Intellectual and developmental symptoms

The common problems among people with down syndrome are cognitive impairment, problems with thinking, and learning. According to NIH, the other intellectual down syndrome symptoms are as follow:

  • Short attention span
  • Poor judgment
  • Impulsive behavior
  • Slow learning
  • Delayed language and speech development

Down syndrome types

When the down syndrome symptoms have diagnosed, the person, according to the conditions, will put in one of these three types:

Trisomy 21

Trisomy 21 comprises 95% of people with down syndrome. Each cell has separate copies of chromosomes 21 instead of the usual two copies in this type of down syndrome. 

This one is the most common form of down syndrome.

Translocation Down Syndrome

Significantly few people fall into this category, something about 3%. This syndrome occurs when a baby has an extra part or a whole extra chromosome 21. Still, it is attached or translocated to a different chromosome rather than being a separate chromosome 21. 

Mosaic Down Syndrome

About 2% of people have down syndrome. Mosaic means combination or mixture. For mosaic down syndrome, some cells have three copies of chromosome 21. But, the other cells have the typical two copies of that chromosome.

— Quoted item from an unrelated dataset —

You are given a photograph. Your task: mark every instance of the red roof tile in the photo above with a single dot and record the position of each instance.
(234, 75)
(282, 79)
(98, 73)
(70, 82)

Prevent down syndrome symptoms in the first place

 There are two tests to check the symptoms during pregnancy. To detect down syndrome symptoms in the first place,

Screening test

During pregnancy, a check-up test is a combination of a blood test that measures the number of various substances in the mother’s blood and an ultrasound test that creates a baby picture. This test tells a woman that her pregnancy has a lower or higher chance of having Down Syndrome. This test does not provide a definitive diagnosis, but these tests are safer for both mother and the baby.

Diagnostic test

This test typically performs after the positive screening test and detects whether a baby will have Down Syndrome. It is a risky test for mothers and developing babies.

Types of Diagnosis test

  • Chronic villus sampling
  • Amniocentesis
  • Percutaneous umbilical blood sampling

This test cannot have certain and sure results and predict the full impact of this syndrome. The fact is that no one can predict that for sure.